Officials say there is virtually no chance that the 28-nation military alliance will intervene in Syria's bloody civil war. More than 70,000 people have died in the conflict, according to the United Nations.
The violence also has forced more than one million Syrians to seek safety abroad, and more are leaving by the day, burdening neighbouring countries such as Lebanon, Jordan, Turkey and Iraq.
"We can all see that the situation in Syria is getting worse," Nato Secretary-General Anders Fogh Rasmussen said on his way into the meeting on Tuesday morning.
"And we cannot ignore the risks of a regional spillover, with possible implications for allied security." Nato has deployed Patriot missiles to Turkey, which shares a border with Syria.

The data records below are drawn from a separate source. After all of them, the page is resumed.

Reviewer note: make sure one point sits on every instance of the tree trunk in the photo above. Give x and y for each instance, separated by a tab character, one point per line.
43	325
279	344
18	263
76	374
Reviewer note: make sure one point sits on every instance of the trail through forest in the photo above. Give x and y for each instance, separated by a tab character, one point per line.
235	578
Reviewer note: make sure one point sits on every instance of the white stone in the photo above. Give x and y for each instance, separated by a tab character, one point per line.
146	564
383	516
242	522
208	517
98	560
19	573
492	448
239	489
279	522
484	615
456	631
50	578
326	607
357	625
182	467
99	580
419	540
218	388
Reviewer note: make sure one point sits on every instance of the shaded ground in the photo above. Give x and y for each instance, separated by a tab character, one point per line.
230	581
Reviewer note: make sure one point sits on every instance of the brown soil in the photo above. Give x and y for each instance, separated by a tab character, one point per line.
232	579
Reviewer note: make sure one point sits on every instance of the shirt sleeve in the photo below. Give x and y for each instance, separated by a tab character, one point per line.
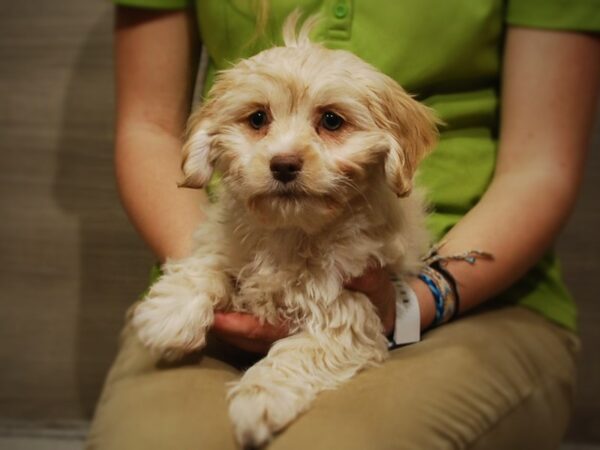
155	4
573	15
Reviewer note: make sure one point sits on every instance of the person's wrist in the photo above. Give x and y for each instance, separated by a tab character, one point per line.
426	302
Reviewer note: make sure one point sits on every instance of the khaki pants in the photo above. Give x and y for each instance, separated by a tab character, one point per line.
498	379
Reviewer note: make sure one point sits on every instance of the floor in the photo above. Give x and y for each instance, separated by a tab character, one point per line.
71	437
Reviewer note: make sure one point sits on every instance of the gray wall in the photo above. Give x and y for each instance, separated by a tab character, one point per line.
71	263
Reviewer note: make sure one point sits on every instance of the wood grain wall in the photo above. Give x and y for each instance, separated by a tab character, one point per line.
70	263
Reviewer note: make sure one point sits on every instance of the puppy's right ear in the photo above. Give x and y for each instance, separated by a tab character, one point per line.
197	164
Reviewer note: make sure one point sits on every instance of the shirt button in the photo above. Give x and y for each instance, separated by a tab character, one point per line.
340	10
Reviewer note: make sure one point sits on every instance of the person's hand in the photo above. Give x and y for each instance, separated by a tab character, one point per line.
245	331
375	283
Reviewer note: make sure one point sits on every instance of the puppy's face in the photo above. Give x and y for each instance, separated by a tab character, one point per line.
299	132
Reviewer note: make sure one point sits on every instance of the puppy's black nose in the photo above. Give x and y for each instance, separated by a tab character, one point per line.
285	168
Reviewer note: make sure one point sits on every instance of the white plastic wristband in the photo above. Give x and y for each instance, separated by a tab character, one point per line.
408	316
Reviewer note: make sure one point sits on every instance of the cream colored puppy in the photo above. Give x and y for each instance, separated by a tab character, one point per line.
317	152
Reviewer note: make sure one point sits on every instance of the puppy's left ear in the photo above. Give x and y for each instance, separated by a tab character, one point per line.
197	164
413	129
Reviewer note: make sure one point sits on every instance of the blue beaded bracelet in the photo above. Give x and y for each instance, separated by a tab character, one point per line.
437	297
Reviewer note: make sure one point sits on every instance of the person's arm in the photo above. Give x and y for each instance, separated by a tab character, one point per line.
549	95
156	60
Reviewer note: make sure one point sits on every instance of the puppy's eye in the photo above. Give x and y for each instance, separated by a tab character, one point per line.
258	119
331	121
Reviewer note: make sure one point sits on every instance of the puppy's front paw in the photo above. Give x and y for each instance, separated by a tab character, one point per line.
258	412
173	325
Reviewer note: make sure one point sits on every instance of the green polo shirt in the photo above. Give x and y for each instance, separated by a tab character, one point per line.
447	53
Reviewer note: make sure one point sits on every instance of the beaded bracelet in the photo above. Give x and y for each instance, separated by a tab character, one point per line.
442	284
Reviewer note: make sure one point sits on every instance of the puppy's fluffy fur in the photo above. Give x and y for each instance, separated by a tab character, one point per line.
281	250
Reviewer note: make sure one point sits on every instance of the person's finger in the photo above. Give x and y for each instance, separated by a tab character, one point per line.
247	326
249	345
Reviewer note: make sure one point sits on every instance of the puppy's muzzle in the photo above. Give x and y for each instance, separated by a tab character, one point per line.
285	168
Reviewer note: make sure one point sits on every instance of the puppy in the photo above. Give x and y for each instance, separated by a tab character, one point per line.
317	151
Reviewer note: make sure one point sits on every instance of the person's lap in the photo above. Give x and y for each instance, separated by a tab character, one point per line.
501	378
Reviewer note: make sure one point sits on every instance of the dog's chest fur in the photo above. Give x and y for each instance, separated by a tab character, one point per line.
289	274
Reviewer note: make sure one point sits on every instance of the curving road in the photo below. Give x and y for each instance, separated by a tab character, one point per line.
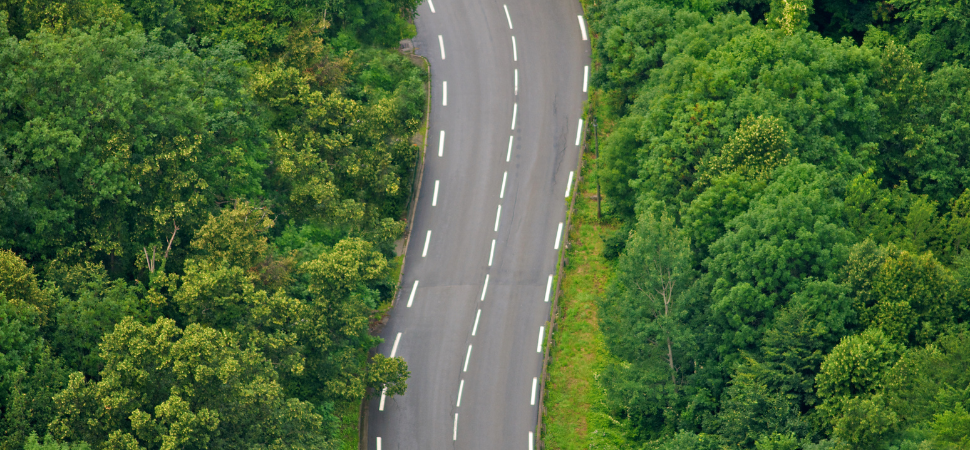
508	83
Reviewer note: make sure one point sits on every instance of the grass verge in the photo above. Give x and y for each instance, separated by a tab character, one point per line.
575	417
349	414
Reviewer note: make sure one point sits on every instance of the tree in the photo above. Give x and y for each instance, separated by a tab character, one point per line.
911	297
29	406
791	233
852	376
642	318
165	387
50	444
153	136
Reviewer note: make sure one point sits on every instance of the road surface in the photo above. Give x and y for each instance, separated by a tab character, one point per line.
508	84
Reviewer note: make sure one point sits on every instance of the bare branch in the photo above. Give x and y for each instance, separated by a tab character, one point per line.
167	249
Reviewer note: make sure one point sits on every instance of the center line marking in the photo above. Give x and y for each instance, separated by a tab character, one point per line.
441	144
507	16
461	386
542	331
508	156
492	253
515	111
558	236
515	52
427	239
413	290
397	340
484	287
534	382
548	288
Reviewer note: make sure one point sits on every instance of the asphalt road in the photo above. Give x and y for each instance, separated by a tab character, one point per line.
507	94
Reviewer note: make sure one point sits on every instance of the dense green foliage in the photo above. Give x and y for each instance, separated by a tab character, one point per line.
793	176
198	208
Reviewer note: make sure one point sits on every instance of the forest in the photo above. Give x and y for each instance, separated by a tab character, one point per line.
198	207
792	268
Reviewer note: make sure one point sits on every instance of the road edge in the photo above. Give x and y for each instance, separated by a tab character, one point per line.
560	271
413	206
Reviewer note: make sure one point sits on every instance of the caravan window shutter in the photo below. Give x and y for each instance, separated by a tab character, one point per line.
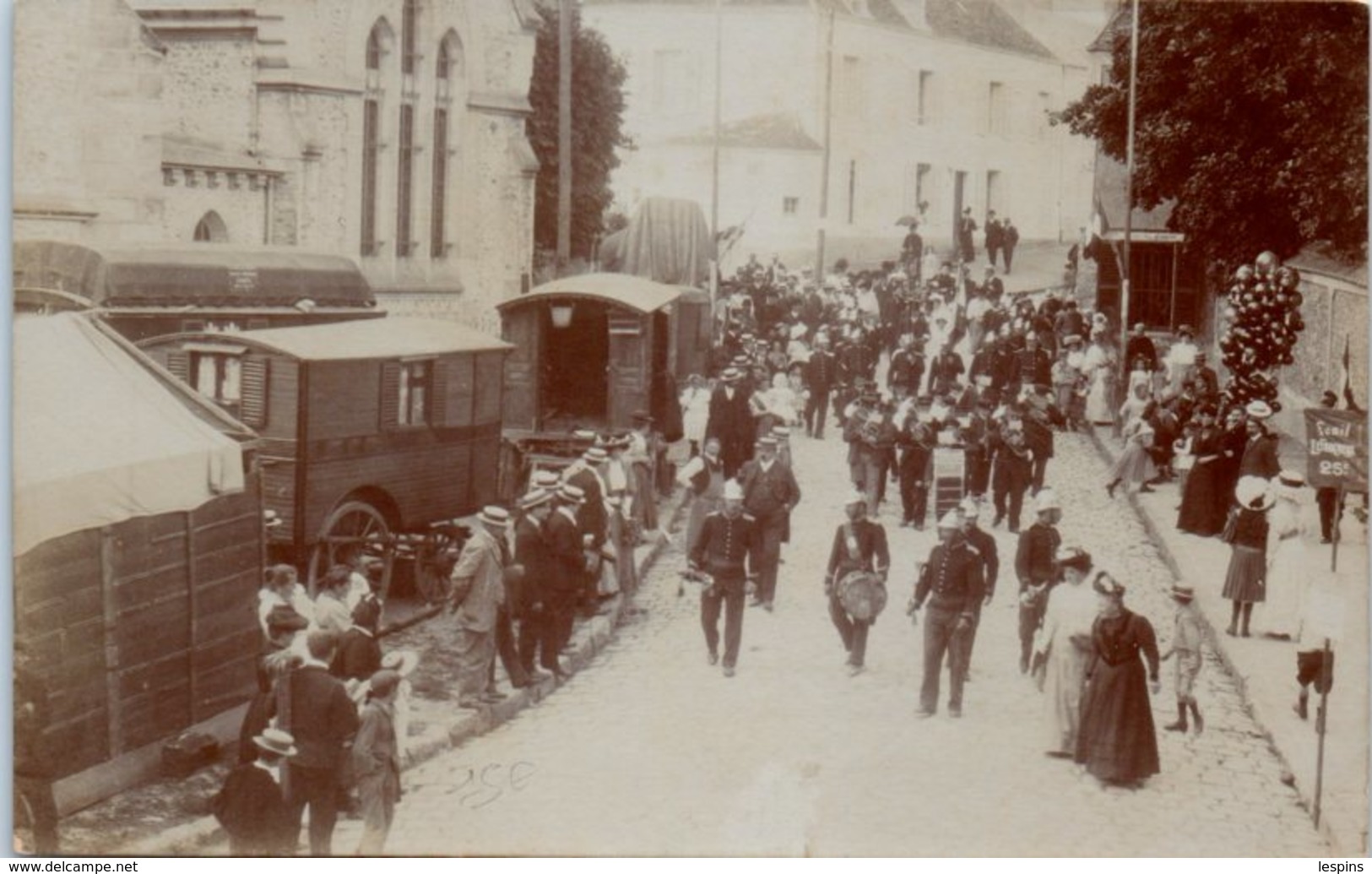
252	390
390	394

On Monday, the European Union lifted its oil embargo on Syria to provide more economic support to the forces fighting to oust the regime of Syrian President Bashar Assad.
On Afghanistan, Nato and its international allies will continue working on Tuesday to define how it will support Afghan forces after 2014, when Nato will no longer have a combat role.
Mr Kerry made no comment on his way into the meeting, other than to utter a single word - in French. Asked in French by a journalist if he would take one question, Mr Kerry smiled and replied: "Apres" - or "afterward."
He is scheduled to hold a news conference later in the day.